DOF Sec. Dominguez should realize enforcing the spirit of the law is necessary for the common good
Sec. Dominguez stated yesterday that the mining industry requires good governance and transparency to ensure that it contributes to development. We agree. That is why closing and suspending those mines that violated the Mining Act (RA 7942) and other environmental laws was necessary. Our alliance sincerely believes that the results of the Mining Audit were credible.
Our understanding is that the decision to close and suspend the mines relied on a whole set of references and evidences – the mining audit, the report of the Technical Review Committee, the local reports of NGOs and LGUs submitted as addendum to the mining audit, news and media coverages, documents from legal cases in various courts and quasi-judicial bodies, LGU resolutions and ordinances against mining projects, aerial surveys of mining areas, and ground interaction by DENR officials in the mining-affected communities. From our own database, there is overwhelming documentation and evidences that prove the closures and suspensions are with merit. We again offer these documents to new DENR Sec. Cimatu, DOF Sec. Dominguez and the MICC for their own perusal.
Sec. Dominguez wrongly maintains a narrow viewpoint when he insists that the DENR Mining Audit report was the sole basis for the closures and suspensions.
Our alliance argues that former DENR Sec. Lopez was actually enforcing environmental laws and policies when she decided to close these mines. The results of the audit and the subsequent technical review showed that standards were not met and laws were violated, so it should come no surprise that violators will be penalized. What may have stunned Sec. Dominguez was the commitment and political will of Lopez to impose the penalties and prioritize the welfare of the rural poor rather than pander to the interest of miners and their political backers.
When Sec. Dominguez invoked yesterday that good governance and transparency are needed to support the mining industry, he forgot a third critical element – accountability.
The mine audits had legal basis, the DENR followed due process, and social justice was served when the closures and suspension orders were issued. This is how we should hold the mining industry and the government accountable.
In a Senate hearing last Feb. 8, 2017 chaired by Sen. Joel Villanueva, CoMP Executive Vice-President Nelia Halcon admitted that there are only 19,000 workers that are directly employed by large-scale mining companies. This is less than 1/3 of the figures the CoMP has been brandishing, and only 0.015% of the alleged 1.2 million families that will be impacted by the closures and suspensions. This is not the first time that CoMP has been disseminating half-truths and biased data. To date, none of these mine workers were displaced because the closed/suspended mines filed their appeal and so since February 2017, the mines have been operating “business-as-usual”.

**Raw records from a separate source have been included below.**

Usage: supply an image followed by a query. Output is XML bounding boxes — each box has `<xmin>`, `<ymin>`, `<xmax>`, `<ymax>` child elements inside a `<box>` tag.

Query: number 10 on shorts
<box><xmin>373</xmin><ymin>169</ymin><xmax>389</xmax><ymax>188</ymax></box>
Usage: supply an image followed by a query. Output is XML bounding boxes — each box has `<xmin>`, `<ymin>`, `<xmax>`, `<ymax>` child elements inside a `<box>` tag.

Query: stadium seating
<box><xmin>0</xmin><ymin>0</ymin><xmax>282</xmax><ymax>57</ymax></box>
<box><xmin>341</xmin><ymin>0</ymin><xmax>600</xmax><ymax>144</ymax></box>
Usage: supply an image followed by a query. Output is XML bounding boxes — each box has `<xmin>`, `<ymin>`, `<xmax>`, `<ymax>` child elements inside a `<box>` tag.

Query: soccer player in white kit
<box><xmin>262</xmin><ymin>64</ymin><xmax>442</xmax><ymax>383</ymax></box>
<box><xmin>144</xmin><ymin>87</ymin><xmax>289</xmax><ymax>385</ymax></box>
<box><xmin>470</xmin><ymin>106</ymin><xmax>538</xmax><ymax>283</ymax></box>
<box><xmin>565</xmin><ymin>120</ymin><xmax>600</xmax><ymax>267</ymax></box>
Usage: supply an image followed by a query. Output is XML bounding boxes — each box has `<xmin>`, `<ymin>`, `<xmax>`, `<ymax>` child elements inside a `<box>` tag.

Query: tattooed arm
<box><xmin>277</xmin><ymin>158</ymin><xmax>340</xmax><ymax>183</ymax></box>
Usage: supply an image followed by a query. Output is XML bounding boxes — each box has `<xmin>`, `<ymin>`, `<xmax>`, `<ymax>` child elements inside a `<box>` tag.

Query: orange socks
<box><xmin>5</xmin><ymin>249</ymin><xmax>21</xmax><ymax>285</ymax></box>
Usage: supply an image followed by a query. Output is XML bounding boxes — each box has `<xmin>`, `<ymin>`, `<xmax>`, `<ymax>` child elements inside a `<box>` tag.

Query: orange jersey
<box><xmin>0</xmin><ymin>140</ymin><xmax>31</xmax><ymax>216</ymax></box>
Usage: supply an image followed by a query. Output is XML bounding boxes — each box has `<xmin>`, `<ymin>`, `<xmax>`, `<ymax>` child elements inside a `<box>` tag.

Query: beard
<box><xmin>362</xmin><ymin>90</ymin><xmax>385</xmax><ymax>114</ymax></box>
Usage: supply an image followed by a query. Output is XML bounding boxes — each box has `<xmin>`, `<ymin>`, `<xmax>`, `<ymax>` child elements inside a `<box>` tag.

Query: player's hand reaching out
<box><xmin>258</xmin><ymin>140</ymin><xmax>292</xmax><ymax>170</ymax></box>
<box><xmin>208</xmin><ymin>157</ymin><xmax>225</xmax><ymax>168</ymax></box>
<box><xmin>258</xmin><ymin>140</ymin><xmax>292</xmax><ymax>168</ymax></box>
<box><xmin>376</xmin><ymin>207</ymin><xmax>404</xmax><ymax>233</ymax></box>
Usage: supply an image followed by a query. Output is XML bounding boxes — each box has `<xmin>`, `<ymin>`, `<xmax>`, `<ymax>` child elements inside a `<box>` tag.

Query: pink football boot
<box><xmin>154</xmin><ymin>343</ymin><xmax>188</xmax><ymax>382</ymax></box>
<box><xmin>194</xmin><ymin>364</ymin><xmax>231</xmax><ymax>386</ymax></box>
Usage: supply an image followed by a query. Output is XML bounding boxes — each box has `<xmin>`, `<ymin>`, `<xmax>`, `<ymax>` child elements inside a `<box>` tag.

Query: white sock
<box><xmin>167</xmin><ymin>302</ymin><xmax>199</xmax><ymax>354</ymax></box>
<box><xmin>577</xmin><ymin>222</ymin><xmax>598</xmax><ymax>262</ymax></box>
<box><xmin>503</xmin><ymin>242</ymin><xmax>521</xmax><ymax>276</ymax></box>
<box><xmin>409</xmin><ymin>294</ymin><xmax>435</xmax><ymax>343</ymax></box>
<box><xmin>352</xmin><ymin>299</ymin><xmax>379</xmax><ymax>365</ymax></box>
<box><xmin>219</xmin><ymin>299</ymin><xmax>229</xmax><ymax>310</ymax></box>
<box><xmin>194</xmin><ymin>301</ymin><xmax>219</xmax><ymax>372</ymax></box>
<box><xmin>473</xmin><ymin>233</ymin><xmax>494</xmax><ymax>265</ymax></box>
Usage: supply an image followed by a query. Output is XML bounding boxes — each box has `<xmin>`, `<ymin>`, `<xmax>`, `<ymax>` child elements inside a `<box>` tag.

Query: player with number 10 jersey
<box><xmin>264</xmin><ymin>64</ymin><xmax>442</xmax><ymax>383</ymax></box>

Let us not forget, not even Sec. Dominguez has refuted the available economic data – mining contributes a measly 0.7% of GDP and only employs a total of 235,000 or 0.4 employment rate. Comparing this to tourism or agriculture, these are insignificant economic indicators. And so when Sec. Dominguez speaks of “good governance…to attract investments in extractive industries, confident that we will be able to assure sustainable forestry and mining”, he should remember well these figures.
We welcome the statement of Sec. Dominguez that “poor governance caused us to lose our forests without emancipating our people” which “should never happen again”. As co-chair of the MICC, Sec. Dominguez must ensure that the results of the mine audits and all other evidences available at the DENR and from CSOs, are reviewed so that the complete picture of the violations and non-compliance of the mining industry is recognized.
Our alliance rejects the accusation of Sec. Dominguez that the DENR Mining Audit was tainted and its results biased. We reject the proposition that mining is only a technical matter, and only technical experts should be allowed to conduct the mining audit. This prejudice is precisely the main reason why mining is confronting resistance at the local and national levels. Mining will permanently change the physical and ecological landscape of an area. The same mining tenement has a river, a forest, or in a fragile island-ecosystem. The same mine facilities are impacting the coastal areas for fishers and the irrigation for farmers. The same mine project is within ancestral domains, and therefore require free, prior and informed consent (FPIC) from indigenous communities. The same mining project introduces environmental, social and political impacts.
To reduce the mining audit to a “technical exercise” and the mining industry as an “economic driver” sans the social and environmental safeguards, defeats the purpose of establishing what is a “responsible mine”. This reveals the hollowed and minimal understanding of the mining industry and Sec. Dominguez on how to implement “responsible mining”. This is not the path to social justice.